Assume that the rod has length $1$ . If the rod is divided at $n$ points, the lengths of the $n+1$ sections so formed belong to the $n$ -dimensional simplex $\Delta_{n+1} \; = \; \big\{ \mathbf{x} = (x_1,x_2,\ldots,x_{n+1}) \; \big| \; x_1,x_2,\ldots,x_{n+1} \ge 0\,,\,x_1 + x_2 + \cdots + x_{n+1} = 1\big\}$ If we define $D_j \; = \; \big\{ \mathbf{x} \in \Delta_{n+1} \, \big| x_j \ge \tfrac14\big\} \qquad \qquad 1 \le j \le n+1$ then the probability that no piece has length $\tfrac14$ or more is $p_n \; = \; P[\mathbf{x} \in (D_1 \cup D_2 \cup \cdots \cup D_{n+1})'] \; = \; 1 - \frac{\mu(D_1 \cup D_2 \cup \cdots \cup D_{n+1})}{\mu(\Delta_{n+1})}$ where $\mu$ is the Euclidean measure.

For $1 \le j \le n+1$ , let $\mathbf{e}_j \in \Delta_{n+1}$ be the point with $j$ th coordinate equal to $1$ , and all others equal to $0$ .

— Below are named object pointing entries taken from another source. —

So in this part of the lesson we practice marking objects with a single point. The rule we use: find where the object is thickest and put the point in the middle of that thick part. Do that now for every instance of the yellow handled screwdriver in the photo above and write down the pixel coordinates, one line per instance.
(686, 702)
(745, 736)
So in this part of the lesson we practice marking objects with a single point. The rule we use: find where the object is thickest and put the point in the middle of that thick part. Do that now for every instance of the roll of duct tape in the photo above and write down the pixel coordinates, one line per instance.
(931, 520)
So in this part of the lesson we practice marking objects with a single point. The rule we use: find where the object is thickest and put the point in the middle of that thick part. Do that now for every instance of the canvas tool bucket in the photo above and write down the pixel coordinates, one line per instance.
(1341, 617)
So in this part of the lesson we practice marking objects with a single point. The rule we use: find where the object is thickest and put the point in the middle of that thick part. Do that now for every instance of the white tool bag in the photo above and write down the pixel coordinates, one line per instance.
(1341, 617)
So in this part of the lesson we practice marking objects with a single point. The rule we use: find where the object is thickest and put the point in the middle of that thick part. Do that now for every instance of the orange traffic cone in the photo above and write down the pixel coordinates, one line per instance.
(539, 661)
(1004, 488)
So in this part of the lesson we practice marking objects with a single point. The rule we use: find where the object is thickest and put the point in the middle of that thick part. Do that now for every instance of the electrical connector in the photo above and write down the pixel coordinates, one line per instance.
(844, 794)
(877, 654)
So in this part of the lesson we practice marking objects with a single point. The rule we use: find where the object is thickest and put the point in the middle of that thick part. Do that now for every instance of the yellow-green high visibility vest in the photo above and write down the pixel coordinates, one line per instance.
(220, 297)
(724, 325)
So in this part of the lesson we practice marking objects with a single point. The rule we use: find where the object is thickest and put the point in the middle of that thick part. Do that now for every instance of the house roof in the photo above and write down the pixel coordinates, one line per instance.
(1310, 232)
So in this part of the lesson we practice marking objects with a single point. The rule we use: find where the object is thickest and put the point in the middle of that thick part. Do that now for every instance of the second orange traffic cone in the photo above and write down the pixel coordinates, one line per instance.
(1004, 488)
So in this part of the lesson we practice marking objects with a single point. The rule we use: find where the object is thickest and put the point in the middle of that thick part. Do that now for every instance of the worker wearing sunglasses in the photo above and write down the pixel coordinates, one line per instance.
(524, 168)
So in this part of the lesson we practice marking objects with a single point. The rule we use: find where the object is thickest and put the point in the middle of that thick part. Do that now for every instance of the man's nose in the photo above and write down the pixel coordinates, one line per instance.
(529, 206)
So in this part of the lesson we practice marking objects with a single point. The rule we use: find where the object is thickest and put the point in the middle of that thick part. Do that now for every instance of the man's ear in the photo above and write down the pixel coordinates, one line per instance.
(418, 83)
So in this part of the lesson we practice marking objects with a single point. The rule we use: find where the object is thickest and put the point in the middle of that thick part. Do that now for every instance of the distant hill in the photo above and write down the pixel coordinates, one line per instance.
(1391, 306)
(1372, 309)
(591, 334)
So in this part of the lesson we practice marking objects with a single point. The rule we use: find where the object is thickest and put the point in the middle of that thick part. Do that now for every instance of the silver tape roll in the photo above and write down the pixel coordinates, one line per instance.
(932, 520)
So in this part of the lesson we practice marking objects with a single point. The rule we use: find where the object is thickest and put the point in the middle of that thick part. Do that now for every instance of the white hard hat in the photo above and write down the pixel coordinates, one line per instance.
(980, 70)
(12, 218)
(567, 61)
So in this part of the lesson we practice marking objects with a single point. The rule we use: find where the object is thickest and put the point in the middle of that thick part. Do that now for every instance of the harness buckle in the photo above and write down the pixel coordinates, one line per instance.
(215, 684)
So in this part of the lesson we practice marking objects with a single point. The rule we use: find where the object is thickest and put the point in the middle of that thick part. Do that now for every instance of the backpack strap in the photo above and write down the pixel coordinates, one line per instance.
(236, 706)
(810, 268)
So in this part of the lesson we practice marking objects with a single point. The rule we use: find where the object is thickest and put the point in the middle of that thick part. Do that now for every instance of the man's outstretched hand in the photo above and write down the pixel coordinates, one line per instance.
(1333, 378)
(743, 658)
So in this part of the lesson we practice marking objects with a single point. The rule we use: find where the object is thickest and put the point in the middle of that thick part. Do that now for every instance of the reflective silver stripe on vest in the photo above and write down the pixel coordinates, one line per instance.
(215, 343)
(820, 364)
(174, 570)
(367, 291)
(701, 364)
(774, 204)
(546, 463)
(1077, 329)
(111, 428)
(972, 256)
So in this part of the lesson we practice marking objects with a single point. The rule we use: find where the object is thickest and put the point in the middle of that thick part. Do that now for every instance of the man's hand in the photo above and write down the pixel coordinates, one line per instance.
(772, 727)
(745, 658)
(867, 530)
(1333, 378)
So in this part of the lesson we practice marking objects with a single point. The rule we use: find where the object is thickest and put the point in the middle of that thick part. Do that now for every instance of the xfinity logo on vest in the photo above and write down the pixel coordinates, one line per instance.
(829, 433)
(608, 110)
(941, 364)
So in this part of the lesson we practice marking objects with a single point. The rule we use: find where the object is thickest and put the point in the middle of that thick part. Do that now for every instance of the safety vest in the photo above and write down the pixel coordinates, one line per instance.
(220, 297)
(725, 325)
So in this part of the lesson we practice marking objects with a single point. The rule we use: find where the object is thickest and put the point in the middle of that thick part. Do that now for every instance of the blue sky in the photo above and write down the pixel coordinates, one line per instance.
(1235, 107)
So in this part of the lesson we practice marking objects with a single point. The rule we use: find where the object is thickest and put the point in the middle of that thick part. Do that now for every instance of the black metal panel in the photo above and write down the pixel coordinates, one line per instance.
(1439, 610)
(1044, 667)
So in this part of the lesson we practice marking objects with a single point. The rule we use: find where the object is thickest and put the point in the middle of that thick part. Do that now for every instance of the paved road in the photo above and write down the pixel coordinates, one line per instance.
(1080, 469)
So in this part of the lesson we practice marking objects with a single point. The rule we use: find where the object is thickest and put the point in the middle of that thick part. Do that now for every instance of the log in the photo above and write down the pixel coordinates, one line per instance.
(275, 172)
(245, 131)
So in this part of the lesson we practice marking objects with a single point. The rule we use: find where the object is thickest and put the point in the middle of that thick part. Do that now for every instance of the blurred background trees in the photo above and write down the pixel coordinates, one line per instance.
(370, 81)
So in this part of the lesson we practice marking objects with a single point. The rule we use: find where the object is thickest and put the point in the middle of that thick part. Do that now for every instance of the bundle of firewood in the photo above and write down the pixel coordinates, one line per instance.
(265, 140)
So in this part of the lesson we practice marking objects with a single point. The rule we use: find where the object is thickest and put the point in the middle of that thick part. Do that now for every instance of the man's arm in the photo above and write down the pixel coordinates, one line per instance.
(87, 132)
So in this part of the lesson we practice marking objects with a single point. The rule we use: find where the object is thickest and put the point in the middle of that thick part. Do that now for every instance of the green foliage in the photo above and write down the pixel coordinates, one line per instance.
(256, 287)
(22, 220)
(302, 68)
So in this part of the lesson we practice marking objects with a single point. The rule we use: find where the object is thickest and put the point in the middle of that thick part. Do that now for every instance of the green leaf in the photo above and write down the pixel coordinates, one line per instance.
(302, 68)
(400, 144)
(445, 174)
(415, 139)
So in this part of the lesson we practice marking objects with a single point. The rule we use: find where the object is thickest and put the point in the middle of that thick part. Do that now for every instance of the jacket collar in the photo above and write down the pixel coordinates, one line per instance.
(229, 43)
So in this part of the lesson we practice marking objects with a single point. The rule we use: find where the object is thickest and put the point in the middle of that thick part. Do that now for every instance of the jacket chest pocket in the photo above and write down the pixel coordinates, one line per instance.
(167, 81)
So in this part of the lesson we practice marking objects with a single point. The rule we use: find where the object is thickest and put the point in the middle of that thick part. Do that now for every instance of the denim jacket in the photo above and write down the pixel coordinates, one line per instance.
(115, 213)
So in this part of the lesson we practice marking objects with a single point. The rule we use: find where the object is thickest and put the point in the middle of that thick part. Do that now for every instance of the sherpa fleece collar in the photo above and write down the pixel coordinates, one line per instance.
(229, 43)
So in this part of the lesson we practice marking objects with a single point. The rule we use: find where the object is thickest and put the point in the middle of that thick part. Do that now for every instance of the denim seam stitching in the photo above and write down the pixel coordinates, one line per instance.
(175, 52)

For any $1 \le j \le n+1$ , the scaling map $\mathbf{x} \; \mapsto \; \mathbf{e}_j + \tfrac34\big(\mathbf{x} - \mathbf{e}_j\big) \; = \; \tfrac14\mathbf{e}_j + \tfrac34\mathbf{x} \qquad \qquad \mathbf{x} \in \Delta_{n+1}$ maps $\Delta_{n+1}$ onto $D_j$ . Thus it follows that $\mu(D_j) = \big(\tfrac34\big)^n \mu(\Delta_{n+1})$ .

For any $1 \le j < k \le n+1$ , the scaling map $\mathbf{x} \; \mapsto \; \tfrac12(\mathbf{e}_j+\mathbf{e}_k) + \tfrac12(\mathbf{x} - \tfrac12\big(\mathbf{e}_j+\mathbf{e}_k\big)) \; = \; \tfrac14(\mathbf{e}_j+\mathbf{e}_k) + \tfrac12\mathbf{x} \qquad \qquad \mathbf{x} \in \Delta_{n+1}$ maps $\Delta_{n+1}$ onto $D_j \cap D_k$ . Thus it follows that $\mu(D_j \cap D_k) = \big(\tfrac12\big)^n \mu(\Delta_{n+1})$ .

For any $1 \le j < k < m \le n+1$ , the scaling map $\mathbf{x} \; \mapsto \; \tfrac13(\mathbf{e}_j+\mathbf{e}_k + \mathbf{e}_m) + \tfrac14\big(\mathbf{x} - \tfrac13(\mathbf{e}_j+\mathbf{e}_k+\mathbf{e}_m)\big) \; = \; \tfrac14(\mathbf{e}_j+\mathbf{e}_k+\mathbf{e}_m) + \tfrac14\mathbf{x} \qquad \qquad \mathbf{x} \in \Delta_{n+1}$ maps $\Delta_{n+1}$ onto $D_j \cap D_k \cap D_m$ . Thus it follows that $\mu(D_j \cap D_k \cap D_m) = \big(\tfrac14\big)^n \mu(\Delta_{n+1})$ .

Using the Inclusion-Exlcusion Principle, and the fact that all $4$ -fold intersections of the $D_j$ s have measure $0$ , we deduce that $\big|D_1 \cup D_2 \cup \cdots \cup D_{n+1}\big| \; = \; \Big[\binom{n+1}{1}\big(\tfrac34\big)^n - \binom{n+1}{2}\big(\tfrac12\big)^n + \binom{n+1}{3}\big(\tfrac14\big)^n\Big]\mu(\Delta_{n+1})$ and hence that $p_n \; = \; 1 - \binom{n+1}{1}\big(\tfrac34\big)^n + \binom{n+1}{2}\big(\tfrac12\big)^n - \binom{n+1}{3}\big(\tfrac14\big)^n$ For this question, $p_4 = \tfrac{1}{256}$ , making the answer $\boxed{64}$ .